Soweit die Theorie. Doch wie sieht das konkret aus? Das wollten wir im Bildungsatelier gleich zweimal gemeinsam mit einem dutzend kritischer Köpfe ausprobieren.

Ausgehend von der Frage „Was ist Bildung?“ entspann sich ein reges Gespräch, das wir nach 20 Minuten im Sinne des fragenden Denkens reflektierten. Wir waren erstaunt, was alles zutage tritt, wenn wir das „Wie“ des gemeinsamen Denkens und Sprechens in den Blick nehmen. War es ein gedankliches nebeneinander oder ein miteinander? Haben wir auf die gleiche Frage Bezug genommen? Sind wir einen Schritt weiter gekommen (sprich: hat sich eine spiralförmige Denkbewegung ergeben)? Haben wir Thesen formuliert („So könnte es sein“), Beschreibungen gegeben („So ist es“) oder unsere Idealvorstellungen geteilt („So sollte es sein“)? Wo waren Brüche, Sprünge, Knackpunkte?

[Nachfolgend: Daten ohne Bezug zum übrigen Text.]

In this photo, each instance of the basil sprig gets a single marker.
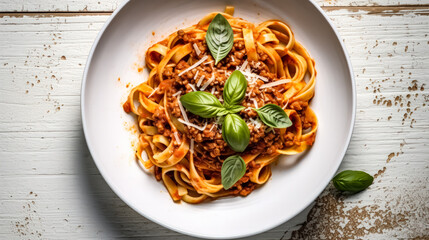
(219, 37)
(352, 181)
(234, 90)
(233, 168)
(203, 104)
(235, 132)
(274, 116)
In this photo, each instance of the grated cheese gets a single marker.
(255, 102)
(152, 92)
(193, 125)
(177, 137)
(193, 66)
(197, 50)
(196, 74)
(176, 94)
(262, 78)
(272, 84)
(183, 111)
(192, 146)
(200, 81)
(285, 104)
(192, 86)
(244, 65)
(208, 82)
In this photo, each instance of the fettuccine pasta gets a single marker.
(186, 151)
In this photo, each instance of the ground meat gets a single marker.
(300, 107)
(210, 148)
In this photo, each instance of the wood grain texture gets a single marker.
(111, 5)
(51, 189)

Es war nicht das einzige, was in diesen 90 Minuten machten, doch im Rückblick war es das Herzstück. Mit diesen Fragen und den dazugehörigen Beobachtungen bekam der Workshop eine neue Ebene, eine andere Tiefe. Es zeigte, wie schwierig das Ideal eines gemeinsamen fragenden Denkens zu leben ist. Doch es zeigte auch, dass es möglich ist. Dass es uns möglich ist. Das ist ermutigend und inspirierend für das, was kommt. Was kommen soll. Vielen Dank daher für diese Erfahrung.
Ich freue mich darauf, den Faden bei nächster Gelegenheit wieder aufzunehmen.

Alexander Repenning,
Student im Master „Ökonomie und Gesellschaftsgestaltung“ der Cusanus Hochschule in Bernkastel-Kues und Vorstand in der Cusanus Studierendengemeinschaft e.V.